Strange and Dangerous: SS’s First Experiment

0006Sweet Soumise is an adventurous young woman living in Paris. She wrote in asking for a monthly dare, and here’s her response to her first experiment from Mr. X.

Dear Mr. X,

I am writing this from the scene of the crime, i.e., the scene of the experiment. I’ve been looking forward to this ever since you and I first spoke, and especially since receiving my first “assignment.” Finally, I’m taking the plunge—and what a plunge! I feel like I’m in the pool without a swimsuit.
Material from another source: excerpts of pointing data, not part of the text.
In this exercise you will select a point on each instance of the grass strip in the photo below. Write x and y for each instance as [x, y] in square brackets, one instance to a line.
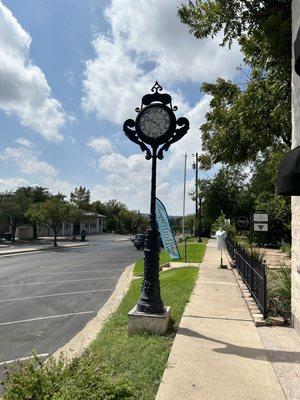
[194, 251]
[115, 366]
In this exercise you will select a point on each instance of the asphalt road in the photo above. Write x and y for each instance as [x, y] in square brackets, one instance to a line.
[47, 297]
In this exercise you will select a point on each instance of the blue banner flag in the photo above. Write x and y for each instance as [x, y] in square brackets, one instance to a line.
[165, 230]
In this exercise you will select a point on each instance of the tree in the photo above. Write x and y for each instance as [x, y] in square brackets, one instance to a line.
[81, 198]
[252, 116]
[36, 194]
[114, 211]
[51, 213]
[13, 206]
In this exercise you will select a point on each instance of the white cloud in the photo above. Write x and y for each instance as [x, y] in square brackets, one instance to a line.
[12, 183]
[25, 142]
[148, 33]
[24, 88]
[154, 32]
[147, 42]
[101, 145]
[26, 160]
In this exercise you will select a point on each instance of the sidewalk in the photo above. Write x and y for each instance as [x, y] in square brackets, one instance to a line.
[218, 353]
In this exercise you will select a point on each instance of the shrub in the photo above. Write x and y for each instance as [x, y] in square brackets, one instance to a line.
[279, 292]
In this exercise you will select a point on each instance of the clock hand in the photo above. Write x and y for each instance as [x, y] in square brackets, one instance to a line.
[151, 121]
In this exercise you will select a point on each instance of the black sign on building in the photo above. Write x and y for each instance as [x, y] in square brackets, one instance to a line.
[243, 222]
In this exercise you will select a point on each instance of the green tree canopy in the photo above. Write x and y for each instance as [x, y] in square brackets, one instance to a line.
[81, 198]
[51, 213]
[252, 116]
[13, 207]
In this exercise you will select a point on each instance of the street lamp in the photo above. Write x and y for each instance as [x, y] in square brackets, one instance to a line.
[154, 130]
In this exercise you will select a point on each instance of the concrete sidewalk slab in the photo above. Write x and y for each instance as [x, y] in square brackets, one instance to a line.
[217, 352]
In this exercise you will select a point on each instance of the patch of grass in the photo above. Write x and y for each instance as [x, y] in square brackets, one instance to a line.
[115, 366]
[195, 253]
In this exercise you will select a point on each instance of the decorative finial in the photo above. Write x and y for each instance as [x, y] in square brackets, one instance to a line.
[156, 88]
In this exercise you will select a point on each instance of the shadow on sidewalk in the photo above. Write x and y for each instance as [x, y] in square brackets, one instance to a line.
[246, 352]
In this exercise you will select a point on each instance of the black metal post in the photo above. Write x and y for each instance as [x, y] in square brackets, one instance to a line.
[150, 299]
[196, 193]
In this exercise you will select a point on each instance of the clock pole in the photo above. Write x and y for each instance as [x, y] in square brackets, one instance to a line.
[150, 299]
[156, 126]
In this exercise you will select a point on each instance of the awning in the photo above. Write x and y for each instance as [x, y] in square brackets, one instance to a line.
[289, 174]
[297, 53]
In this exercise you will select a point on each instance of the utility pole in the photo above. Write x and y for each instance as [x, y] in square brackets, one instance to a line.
[184, 190]
[198, 209]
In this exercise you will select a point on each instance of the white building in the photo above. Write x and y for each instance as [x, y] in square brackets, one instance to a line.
[92, 223]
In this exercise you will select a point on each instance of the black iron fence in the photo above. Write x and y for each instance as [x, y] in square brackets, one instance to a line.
[253, 272]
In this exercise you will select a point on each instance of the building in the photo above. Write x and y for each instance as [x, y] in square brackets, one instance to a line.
[92, 223]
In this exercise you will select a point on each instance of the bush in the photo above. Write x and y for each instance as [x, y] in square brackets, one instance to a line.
[279, 293]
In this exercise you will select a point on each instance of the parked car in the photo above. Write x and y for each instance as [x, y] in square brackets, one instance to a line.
[139, 241]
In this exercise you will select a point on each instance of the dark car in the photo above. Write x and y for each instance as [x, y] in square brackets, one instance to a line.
[139, 241]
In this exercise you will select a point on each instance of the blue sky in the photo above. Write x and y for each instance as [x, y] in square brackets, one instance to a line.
[71, 71]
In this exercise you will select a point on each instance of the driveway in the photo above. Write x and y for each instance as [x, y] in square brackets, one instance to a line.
[47, 297]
Instead, I’m sitting in a Parisian café on an unusually warm day at the end of October. My long-sleeved top is soft against my skin, the fabric a deep shade of purple. The neckline falls loosely to where the top of my bra would be, if I were wearing one. My breasts are heavy against me, feeling strange and dangerous without a bra to lift them up and out. The thin black material of my skirt is all that separates me from the bench I’m sitting on. I’ve only been to this café once before, and had originally planned on sitting inside today. But the weather is so calm, I couldn’t resist choosing a spot against the alcove wall outside. From my seat I watch the cute boys to my left dig into their croque monsieurs, and to my right I watch people climb one of the many staircases of Montmartre.

I was rather naughty on that staircase a moment ago. I’m wearing thigh-high stockings (I would have gone completely bare-legged if I’d realized how warm it would be today) and on my feet are black Mary Jane-style shoes with a small heel. The strap of the shoe stretches across the top of my foot and is held together by a small bow. Well, the bow on my right shoe had come undone, and rather than sit down first, I placed a foot on the step in front of me, bent over, and did up the bow. It took me a few tries, what with balancing my bag on my shoulder, and I could feel the air graze my inner thigh as I bent over. I could feel it elsewhere, too, and I smiled at what you might make of that.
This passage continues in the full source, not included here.